Wojciech Cejrowski
znany jest z wielu kontrowersyjnych wypowiedzi. Niebawem podróżnik miał wystąpić w stand-upach
Ale Meksyk, Prawo dżungli
w Multikinie we Wrocławiu, Poznaniu i w Krakowie.
Okazuje się, jednak, że w związku z jego wypowiedziami na temat inwazji Rosji na Ukrainę i usprawiedliwiania Władimira Putina
Multikino odwołało wszystkie stand-upy
.
"W związku z zaistniałymi kontrowersjami dotyczącymi wypowiedzi Wojciecha Cejrowskiego na temat wojny w Ukrainie zdecydowaliśmy się wstrzymać współpracę z agencją Stao, która wynajmowała sale kinowe na organizowanie eventów z jego udziałem" - przekazał przedstawiciel Multikina w rozmowie z
Gazetą Wyborczą.
- Nie popieramy ostatnich wypowiedzi Cejrowskiego w przestrzeni publicznej - podkreśla Natalia Kaleta-Nguyen, rzeczniczka sieci.
- W naszej ocenie takie komunikaty stwarzają także realne ryzyko konfliktu w czasie eventu pomiędzy osobami reprezentującymi odmienne poglądy na temat wojny w Ukrainie.
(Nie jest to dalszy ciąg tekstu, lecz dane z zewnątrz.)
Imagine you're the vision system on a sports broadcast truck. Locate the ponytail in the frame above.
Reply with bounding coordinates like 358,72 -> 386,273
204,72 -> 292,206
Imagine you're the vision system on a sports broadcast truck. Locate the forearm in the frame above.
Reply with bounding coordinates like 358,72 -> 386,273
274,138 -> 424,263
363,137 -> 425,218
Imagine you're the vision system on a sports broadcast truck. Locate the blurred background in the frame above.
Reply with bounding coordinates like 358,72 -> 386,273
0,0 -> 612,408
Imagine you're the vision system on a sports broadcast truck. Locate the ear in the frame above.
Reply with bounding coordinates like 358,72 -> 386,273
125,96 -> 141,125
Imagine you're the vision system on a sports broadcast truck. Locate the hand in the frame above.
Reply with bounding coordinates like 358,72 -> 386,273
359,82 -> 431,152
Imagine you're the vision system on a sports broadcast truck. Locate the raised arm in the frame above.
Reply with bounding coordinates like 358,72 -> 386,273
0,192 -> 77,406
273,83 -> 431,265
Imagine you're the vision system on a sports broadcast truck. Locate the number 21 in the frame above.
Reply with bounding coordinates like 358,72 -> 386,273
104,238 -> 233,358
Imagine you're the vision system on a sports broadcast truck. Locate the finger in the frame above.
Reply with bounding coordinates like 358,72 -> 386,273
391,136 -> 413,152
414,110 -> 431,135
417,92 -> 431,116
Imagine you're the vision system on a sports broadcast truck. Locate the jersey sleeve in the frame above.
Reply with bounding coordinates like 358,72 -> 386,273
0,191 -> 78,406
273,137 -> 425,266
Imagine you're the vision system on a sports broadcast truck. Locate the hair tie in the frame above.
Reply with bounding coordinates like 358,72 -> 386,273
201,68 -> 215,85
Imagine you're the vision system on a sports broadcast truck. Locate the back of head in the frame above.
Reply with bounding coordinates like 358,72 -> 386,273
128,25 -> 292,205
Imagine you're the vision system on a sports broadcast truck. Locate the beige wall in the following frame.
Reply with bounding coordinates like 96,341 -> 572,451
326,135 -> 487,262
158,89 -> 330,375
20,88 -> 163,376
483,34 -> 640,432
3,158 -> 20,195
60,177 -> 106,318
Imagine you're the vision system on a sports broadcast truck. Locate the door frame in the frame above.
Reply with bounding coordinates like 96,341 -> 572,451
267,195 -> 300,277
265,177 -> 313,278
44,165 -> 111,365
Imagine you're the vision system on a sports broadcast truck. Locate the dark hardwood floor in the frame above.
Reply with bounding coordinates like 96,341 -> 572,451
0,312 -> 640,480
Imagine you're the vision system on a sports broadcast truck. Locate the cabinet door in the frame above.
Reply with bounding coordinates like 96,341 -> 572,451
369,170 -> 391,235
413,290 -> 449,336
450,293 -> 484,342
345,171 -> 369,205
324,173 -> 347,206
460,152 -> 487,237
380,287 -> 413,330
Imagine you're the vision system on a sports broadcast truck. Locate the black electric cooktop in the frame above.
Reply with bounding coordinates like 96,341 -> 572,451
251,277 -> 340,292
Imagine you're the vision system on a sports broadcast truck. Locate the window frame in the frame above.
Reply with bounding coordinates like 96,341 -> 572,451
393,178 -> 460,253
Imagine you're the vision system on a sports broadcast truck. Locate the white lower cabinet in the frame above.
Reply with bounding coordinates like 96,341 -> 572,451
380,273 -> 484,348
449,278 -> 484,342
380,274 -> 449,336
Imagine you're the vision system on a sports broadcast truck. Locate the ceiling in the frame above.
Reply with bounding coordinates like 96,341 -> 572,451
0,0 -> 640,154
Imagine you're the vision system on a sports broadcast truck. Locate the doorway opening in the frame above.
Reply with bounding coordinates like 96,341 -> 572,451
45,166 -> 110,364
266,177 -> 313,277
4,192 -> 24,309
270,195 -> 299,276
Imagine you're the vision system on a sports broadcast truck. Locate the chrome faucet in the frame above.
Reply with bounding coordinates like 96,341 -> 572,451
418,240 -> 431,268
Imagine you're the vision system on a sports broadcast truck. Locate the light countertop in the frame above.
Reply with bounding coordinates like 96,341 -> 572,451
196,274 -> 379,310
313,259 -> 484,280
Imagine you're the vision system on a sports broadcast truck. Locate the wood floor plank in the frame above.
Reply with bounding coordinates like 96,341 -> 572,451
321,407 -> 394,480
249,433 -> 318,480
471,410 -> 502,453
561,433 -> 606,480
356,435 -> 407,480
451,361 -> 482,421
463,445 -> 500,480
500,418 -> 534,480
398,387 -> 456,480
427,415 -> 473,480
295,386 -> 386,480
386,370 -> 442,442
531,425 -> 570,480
Decyzja o rozwiązaniu umowy z agencją Stao jest podyktowana również troską o naszych klientów - dodaje.
Wcześniej umowy z Cejrowskim
nie podpisał Uniwersytet Medyczny w Poznaniu.
Tam również miały odbyć się jego występy:
- Mogę potwierdzić, że planowany na 18 marca występ pana Wojciecha Cejrowskiego z całą pewnością nie odbędzie się w Centrum Kongresowym UMP - mówi Rafał Staszewski, dyrektor generalny poznańskiej uczelni.
Kilka dni temu stand-up Cejrowskiego
odwołał dyrektor Teatru Jaracza w Łodzi Marcin Hycnar.
Początkowo twierdził on, że nie ma do tego podstaw prawnych, jednak w związku z petycją, pod którą podpisało się ponad tysiąc osób, w tym m.in. pisarze Jacek Dehnel, Urszula Zajączkowska i Paweł Sołtys czy Justyna Sobolewska, zdecydował się odwołać jego występ.
Współpracę z Cejrowskim kontynuuje zaś warszawska agencja artystyczna STAO, która zapowiada, że nie ma zamiaru jej zrywać.
Na kilka dni przed inwazją Rosji na Ukrainę Cejrowski sugerował na antenie Radia Wnet, że Putin może "zostać sprowokowany":
-
Na wojnie bardziej zależy Bidenowi niż Putinowi.
Putin może najedzie albo nie najedzie, być może uderzy, żeby pasowało to do tej koncepcji lansowanej przez Zachód.(...) Celem Putina jest Ukraina, a nie wojna, a celem Bidena jest wojna" - powtórzył.
W materiale z 1 marca opublikowanym na Youtubie dalej usprawiedliwiał Putina:
- Putin się denerwował, że broń atomowa wkrótce na Ukrainie się pojawi, była sowiecka, teraz będzie amerykańska.
Wcielenie Ukrainy do Unii Europejskiej to też jest zagrożenie
, od kiedy Unia Europejska zaczęła mówić o własnych siłach zbrojnych, które też przecież będą nuklearne.
Nic dziwnego, że Putin wjechał, żeby zabezpieczyć swoje przody i tyły
- mówił.
- Myśmy kandydaturę Ukrainy do NATO i do Unii popierali, wciągaliśmy Ukrainę do europejskiej strefy wpływów, a nie zostawiliśmy jej neutralną - dodał.
W kolejnej rozmowie na YouTube z Andrzejem Rudnikiem tłumaczył, że nie chodziło o "poparcie Putina, ale analizę".
W jednej z wypowiedzi krytycznie odniósł się także do uchodźców wojennych:
- Teraz trzeba ich kochać. Niezależnie od tego, że był jakiś napad z nożem na sklep i on obiektywnie miał miejsce, zdarzył się. Nie wolno rozmawiać na ten temat. Nie wolno zapytać, czy to incydent pojedynczy, czy są to incydenty masowe. Nie wolno postawić takiego pytania władzy, bo już samo zadanie pytania to działanie przeciwko imigrantom, przeciwko tym biednym ofiarom i sierotkom. Jak rząd ustawia tak narrację, to jesteś pan bez wyjścia - powiedział.